The project is called CUST (Cryogenic Upper Stage Technologies) and
is issued under the framework of the Future Launchers Preparatory
Programme (FLPP) of ESA. The work will focus particularly on fuel
management in the state of zero-gravity and on the thermal
insulation of the fuel tanks filled with cryogenic fuel.
"It will be a huge challenge to develop the technologies needed
to supply fuel to the engine after a period of weightlessness, but
they are a vital necessity if we want to make more powerful and
flexible launch vehicles. A re-ignitable engine is also an
essential requirement for certain types of space missions like
placing satellites more effectively in their orbits or trajectories
towards 'exotic' destinations, like a Lagrangian point or a
planet," said Thomas Renk, head of the CUST project at Astrium.
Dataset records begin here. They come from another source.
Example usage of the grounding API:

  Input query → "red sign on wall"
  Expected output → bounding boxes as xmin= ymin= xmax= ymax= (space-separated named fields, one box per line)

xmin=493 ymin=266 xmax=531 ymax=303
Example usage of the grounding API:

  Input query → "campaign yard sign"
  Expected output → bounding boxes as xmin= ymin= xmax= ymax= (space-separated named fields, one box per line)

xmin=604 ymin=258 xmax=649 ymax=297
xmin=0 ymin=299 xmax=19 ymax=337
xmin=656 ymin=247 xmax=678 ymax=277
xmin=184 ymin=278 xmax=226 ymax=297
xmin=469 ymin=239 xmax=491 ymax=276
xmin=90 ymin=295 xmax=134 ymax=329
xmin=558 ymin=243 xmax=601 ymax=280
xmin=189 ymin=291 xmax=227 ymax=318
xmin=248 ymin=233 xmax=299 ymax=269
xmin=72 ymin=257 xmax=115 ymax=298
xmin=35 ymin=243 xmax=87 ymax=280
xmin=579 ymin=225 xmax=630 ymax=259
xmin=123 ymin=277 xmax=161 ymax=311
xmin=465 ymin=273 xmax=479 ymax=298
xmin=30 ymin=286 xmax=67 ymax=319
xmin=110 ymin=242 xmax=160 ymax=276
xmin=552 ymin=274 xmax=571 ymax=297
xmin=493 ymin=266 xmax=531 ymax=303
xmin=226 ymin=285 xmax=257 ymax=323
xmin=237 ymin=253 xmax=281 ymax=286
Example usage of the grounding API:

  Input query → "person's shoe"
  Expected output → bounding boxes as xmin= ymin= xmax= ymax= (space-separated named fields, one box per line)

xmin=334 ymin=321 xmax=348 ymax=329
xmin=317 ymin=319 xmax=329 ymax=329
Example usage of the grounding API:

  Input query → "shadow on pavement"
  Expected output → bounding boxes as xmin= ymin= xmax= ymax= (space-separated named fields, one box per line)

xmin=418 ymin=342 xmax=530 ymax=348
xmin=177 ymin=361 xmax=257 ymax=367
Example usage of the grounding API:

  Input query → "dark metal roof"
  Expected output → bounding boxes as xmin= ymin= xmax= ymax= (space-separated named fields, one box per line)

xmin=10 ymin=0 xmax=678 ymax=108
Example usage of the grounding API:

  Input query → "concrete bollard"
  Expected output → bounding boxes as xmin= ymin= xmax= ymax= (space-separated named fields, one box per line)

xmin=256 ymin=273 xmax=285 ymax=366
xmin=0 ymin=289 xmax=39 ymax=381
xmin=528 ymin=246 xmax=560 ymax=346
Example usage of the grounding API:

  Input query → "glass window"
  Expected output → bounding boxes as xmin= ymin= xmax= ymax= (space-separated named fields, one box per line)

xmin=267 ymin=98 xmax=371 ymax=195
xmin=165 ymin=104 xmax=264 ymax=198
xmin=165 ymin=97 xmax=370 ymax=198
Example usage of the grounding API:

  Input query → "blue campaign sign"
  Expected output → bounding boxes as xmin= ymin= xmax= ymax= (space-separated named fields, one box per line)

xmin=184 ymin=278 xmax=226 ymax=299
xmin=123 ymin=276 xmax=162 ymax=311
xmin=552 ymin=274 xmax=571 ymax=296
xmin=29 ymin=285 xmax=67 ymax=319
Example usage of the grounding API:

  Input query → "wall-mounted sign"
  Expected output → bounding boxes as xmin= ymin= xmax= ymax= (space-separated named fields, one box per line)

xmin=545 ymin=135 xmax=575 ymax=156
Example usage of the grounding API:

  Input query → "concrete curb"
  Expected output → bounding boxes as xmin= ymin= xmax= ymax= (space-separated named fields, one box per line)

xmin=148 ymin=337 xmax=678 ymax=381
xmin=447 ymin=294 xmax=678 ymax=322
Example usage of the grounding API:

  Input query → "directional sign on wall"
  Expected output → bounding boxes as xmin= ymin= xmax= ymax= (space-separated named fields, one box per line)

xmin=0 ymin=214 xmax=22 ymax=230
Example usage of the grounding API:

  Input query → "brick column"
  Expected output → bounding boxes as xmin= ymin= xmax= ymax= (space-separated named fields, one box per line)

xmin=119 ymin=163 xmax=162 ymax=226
"Our experts in Astrium have the necessary know-how, based on many
years of experience with the whole family of Ariane 5 upper stages,
and this new contract will enable them to preserve and extend this
know-how for future applications."
One of the main challenges of designing a re-ignitable cryogenic
upper stage, powered by liquid hydrogen and oxygen fuel and
operating in a zero-gravity environment, is that of maintaining the
fuel in a liquid state. Above a certain temperature, the liquid
turns to gas and there is a risk that the fuel will evaporate.
Another major challenge is that of directing the fuel to the place
where it is needed, namely the feed lines to the engine.
To remain in its liquid state, oxygen has to be cooled to below
minus 183 degrees Celsius, while hydrogen requires the even lower
temperature of minus 253 degrees Celsius. The widely fluctuating
"outside" temperatures in space, due to variations in the intensity
of solar radiation, make it very difficult to keep these highly
volatile substances in their liquid state over an extended period
of time. Innovative insulation concepts are being developed for the
fuel tanks and the upper stage itself, to minimize unwanted heat
transfer to the fuel.
Another challenge to be solved relates to the zero-gravity
environment in which the rocket stage resides after the engine has
been switched off, causing the liquid fuel to float at random
inside the tank. Specific technologies need to be developed to
ensure that the fuel will be immediately available at the feed line
to the engine when the engine is re-ignited.
To support this work, two experiments relating to cryogenic fuel
management will be launched in 2011 onboard the Texus sounding
rocket, as part of the Texus/Maxus programme that Astrium in
cooperation with German Aerospace Center (DLR) has been operating
from Kiruna in northern Sweden for over 30 years.